My beef with “Captain Phillips”

Emily Eveland

“Captain Phillips” frustrated the hell out of me. First of all, the couple next to me decided to bring their three-year-old daughter to the theater and gave her a smartphone, which she shrieked about and shined in my eyes for the duration of film. Additionally, her parents decided to explain the film to her in full volume as events unfolded. Cue more shrieks. But the real cause of my frustration was “Captain Phillips” itself.

 

Before I commence my mini-rant, I’d like to mention that the film in brilliantly shot and never ceases to hold your attention. Big ships have never looked so good. If there was a Playboy magazine for cargo ships, “Captain Phillips” would have a ten-page spread.

 

Okay, beef time. The movie is told from an entirely Western perspective. There’s little to no talk of the socio-economic conditions that might lead someone to piracy, which leaves a lot of room for people to make assumptions about Somalis, Africans in general and the continent as a whole. And honestly, there’s enough of that already.  

 

By the end of “Captain Phillips,” I was sick with the sounds of ignorant patriotism — there was an explosion of laughter from the movie theater audience when three of the four Somali pirates were shot and killed by snipers.

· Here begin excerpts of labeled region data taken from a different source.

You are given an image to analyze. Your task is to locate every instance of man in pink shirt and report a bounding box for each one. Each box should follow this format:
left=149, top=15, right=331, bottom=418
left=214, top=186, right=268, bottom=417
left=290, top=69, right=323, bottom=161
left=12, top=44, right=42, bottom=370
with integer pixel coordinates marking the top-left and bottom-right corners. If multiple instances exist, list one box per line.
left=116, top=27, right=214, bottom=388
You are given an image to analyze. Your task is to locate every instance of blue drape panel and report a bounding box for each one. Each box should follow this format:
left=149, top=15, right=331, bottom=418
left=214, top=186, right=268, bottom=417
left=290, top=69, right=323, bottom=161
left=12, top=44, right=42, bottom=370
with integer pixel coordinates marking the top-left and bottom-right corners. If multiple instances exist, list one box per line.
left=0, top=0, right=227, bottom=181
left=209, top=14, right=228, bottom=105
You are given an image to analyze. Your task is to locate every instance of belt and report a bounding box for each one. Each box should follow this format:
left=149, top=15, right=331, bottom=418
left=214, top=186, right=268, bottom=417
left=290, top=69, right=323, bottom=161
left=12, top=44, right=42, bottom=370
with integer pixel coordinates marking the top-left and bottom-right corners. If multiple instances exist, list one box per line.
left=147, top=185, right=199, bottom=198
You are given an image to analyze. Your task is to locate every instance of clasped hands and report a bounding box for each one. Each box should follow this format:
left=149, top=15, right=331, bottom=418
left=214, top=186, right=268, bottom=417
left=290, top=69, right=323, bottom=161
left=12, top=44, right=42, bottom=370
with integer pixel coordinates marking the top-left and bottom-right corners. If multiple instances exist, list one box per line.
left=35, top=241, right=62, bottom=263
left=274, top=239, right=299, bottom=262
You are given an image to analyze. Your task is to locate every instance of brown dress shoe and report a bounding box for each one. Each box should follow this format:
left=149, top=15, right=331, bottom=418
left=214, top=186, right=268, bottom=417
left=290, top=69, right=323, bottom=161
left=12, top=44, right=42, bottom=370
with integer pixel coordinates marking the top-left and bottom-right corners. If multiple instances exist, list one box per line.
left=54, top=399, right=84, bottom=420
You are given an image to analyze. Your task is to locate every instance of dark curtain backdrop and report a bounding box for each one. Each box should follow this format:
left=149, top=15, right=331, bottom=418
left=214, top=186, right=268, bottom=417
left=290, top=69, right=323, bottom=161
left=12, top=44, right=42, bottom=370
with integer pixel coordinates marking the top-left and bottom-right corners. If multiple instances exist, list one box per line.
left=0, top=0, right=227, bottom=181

I don’t know if it was the killing or the crowd’s reaction that did it, but I was sobbing by the end of the film, completely disgusted by the experience.

 

Fortunately, I wasn’t the only one disappointed by the portrayal of Somali pirates in “Captain Phillips.” Kaizer Matsumunyane, a Canada-based filmmaker, made a documentary about the Maersk hijacking from Muse’s, the main Somali pirate’s, perspective. The Somali pirates who hijacked the ship were not monsters. They weren’t cut-and-dry bad guys. They were teenage boys trying to survive in the face of poverty.